# Is water-softener water safe to use?



## Lissbirds

I just bought two bettas from Petsmart and the saleslady told us to use distilled water. Which after reading through your forums is apparently no good.

I tried searching for whether softened water is safe to use but couldn't come up with a definitive answer. We have a well that is softened with a water softener that uses solar salt. We also have a tap of reverse osmosis water. Which would be better to use? There is of course no chorline with either our softened tap water or reverse osmosis water--do I still need to use water conditioner?

Unfortunately my bettas are sitting in distilled water so I guess I need to start changing it. :-( But I wanted to make sure which was safter before doing so.


----------



## tf1265

Bettas prefer soft water. As far as whether that alone is safe, I can't say. 

Water conditioners are not terribly expensive. They remove both chlorine and chloramines, as well as other harmful trace chemicals. If you have live plants, many plant fertilizers come as a combined water conditioner. I would suggest getting some to be safe.
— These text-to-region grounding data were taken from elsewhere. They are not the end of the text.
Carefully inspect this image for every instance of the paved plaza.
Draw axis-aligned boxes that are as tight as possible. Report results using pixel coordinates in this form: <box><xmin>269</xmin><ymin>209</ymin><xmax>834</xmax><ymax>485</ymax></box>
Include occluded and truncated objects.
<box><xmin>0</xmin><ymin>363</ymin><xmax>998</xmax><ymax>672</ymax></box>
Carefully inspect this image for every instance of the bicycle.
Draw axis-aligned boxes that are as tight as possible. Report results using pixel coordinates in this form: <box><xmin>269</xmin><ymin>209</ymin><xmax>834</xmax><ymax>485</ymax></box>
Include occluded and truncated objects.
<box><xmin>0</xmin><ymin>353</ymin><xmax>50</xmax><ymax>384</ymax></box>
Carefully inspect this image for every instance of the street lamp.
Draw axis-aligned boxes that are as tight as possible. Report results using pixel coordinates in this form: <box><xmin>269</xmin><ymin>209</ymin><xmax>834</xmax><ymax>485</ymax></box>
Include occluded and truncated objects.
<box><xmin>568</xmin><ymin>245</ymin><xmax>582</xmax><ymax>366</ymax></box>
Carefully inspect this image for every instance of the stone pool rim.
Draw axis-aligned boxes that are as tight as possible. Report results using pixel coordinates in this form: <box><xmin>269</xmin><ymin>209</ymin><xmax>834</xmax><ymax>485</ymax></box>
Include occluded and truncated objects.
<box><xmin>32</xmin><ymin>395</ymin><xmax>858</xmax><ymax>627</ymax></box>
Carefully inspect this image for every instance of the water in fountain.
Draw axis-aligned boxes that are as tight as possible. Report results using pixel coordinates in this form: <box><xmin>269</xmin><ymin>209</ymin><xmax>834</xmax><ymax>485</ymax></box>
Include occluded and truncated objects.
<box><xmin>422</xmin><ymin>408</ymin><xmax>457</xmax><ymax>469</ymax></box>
As I said, they are not very expensive and if you are wrong, your will likely do irreparable damage to your bettas before you realize it.


----------



## Lissbirds

tf1265 said:


> Bettas prefer soft water. As far as whether that alone is safe, I can't say.
> 
> Water conditioners are not terribly expensive. They remove both chlorine and chloramines, as well as other harmful trace chemicals. If you have live plants, many plant fertilizers come as a combined water conditioner. I would suggest getting some to be safe. As I said, they are not very expensive and if you are wrong, your will likely do irreparable damage to your bettas before you realize it.
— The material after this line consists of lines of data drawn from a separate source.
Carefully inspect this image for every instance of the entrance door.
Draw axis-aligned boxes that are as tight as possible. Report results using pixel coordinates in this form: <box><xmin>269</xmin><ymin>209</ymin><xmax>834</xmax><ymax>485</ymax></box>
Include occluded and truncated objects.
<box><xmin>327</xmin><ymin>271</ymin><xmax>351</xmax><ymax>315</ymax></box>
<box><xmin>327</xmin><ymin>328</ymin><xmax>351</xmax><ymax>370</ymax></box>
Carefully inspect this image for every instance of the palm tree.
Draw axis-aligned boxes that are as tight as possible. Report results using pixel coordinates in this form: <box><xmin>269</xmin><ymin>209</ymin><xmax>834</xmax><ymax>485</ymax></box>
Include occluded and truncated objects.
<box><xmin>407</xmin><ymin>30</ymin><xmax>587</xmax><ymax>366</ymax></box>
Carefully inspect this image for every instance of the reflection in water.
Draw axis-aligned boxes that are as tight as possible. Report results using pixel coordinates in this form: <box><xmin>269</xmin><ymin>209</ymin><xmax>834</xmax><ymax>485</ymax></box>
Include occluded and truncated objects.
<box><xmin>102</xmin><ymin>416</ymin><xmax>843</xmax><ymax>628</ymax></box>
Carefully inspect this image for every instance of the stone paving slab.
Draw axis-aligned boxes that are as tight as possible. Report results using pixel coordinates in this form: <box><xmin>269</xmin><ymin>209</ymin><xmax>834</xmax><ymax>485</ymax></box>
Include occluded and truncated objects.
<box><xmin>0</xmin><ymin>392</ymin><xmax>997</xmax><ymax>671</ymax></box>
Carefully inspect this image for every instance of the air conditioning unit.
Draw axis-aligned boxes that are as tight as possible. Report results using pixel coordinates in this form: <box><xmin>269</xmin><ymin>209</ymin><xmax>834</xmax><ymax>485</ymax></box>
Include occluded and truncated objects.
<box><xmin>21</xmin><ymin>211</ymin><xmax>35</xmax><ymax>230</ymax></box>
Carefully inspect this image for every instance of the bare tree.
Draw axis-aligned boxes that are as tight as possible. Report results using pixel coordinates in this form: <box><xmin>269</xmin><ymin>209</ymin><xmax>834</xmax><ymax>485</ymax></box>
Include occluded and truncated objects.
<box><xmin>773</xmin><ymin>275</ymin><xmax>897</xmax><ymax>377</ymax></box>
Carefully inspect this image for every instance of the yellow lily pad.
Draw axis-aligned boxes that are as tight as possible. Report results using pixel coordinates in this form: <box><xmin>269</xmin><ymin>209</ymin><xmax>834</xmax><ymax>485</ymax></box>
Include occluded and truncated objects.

Thank you! I stopped at an aquarium store today and they said try adding aquarium salt to our reverse osmosis water to give them some electrolytes. I had read here that R/O Right or Seachem Equilibrium can be used but they didn't carry either. There's zero chorline in our water (both the RO and our softened water) since it's a well, so I guess this means I don't need the conditioner? I have the little trial packet of conditioner that came with the tank. I don't have any live plants. (Yet.)

I'm worried that even the water conditioner + our softened water might not be safe because our water has some iron in it and I don't know how much iron the conditioner will take out. I'm also concerned with the salt the softener puts in and if it's too much.

Hopefully the reverse osmosis water + aquarium salt will be okay for them.

Thank you!


----------



## tf1265

Iron is actually OK - it's common in plant fertilizers. Even though you don't have live plants, many people do and therefore add small amounts of iron to the tank water anyway. I can't give you precise figures for how much is OK though. 

I can't help much more than that - I use city tap water and a water conditioner, so I don't know much about RO water or well water. Always interested in learning more though, so hopefully someone in a more similar position to you will chime in.


----------



## Lissbirds

tf1265 said:


> Iron is actually OK - it's common in plant fertilizers. Even though you don't have live plants, many people do and therefore add small amounts of iron to the tank water anyway. I can't give you precise figures for how much is OK though.
> 
> I can't help much more than that - I use city tap water and a water conditioner, so I don't know much about RO water or well water. Always interested in learning more though, so hopefully someone in a more similar position to you will chime in.


Oh, good to know that iron isn't a problem. I was worried that it was considered a heavy metal.

It's tough to know exactly with well water because it varies so much depending on where you live. City water is regulated so it's probably a lot simpler to deal with. :-/


----------



## Thunderloon

Softened water has had a large proportion of the iron and other minerals removed and replaced with sodium, this can play some games with your pH but honestly I've never had a problem. You can actually use purified chlorine gas diffusion to turn the sodium back into salt in the water then treat the water for chlorine if you feel like spending a couple thousand dollars just to get rid of the sodium. I'd not worry about it. Check your tap water's pH without aquarium treatment, if its under 7.4 and above 6.8 it's fine. If its over 8.0 then its not being softened very well.

Don't drink softened water or boil it down for cooking, its primarily done for clothes washing, showering and to keep house pipes clean of hard deposits.

(Ion exchange resin, what is used in softeners, is treated with salt brine. The resin will pull iron and iron-like materials out of the water. When the brine is washed over it the iron is displaced by sodium and then iron chloride, a green mineral, is rinsed out in the waste water. Because the sodium is released into the "for use" water it literally replaces whatever ppm the iron of the source water was with ppm of sodium in the water.)

API sells little $5.00 pouches of ion exchange resin which you can stick in your tank's filter or - as I prefer - stick in a filter and run in the replacement water bucket. These pouches are regenerated using a container of water mixed with aquarium salt. The longer you process the water the softer it gets, the two I've gotten seem to be limited to about pH 6.4 down at about 10ppm hardness (half drop in test kit)


----------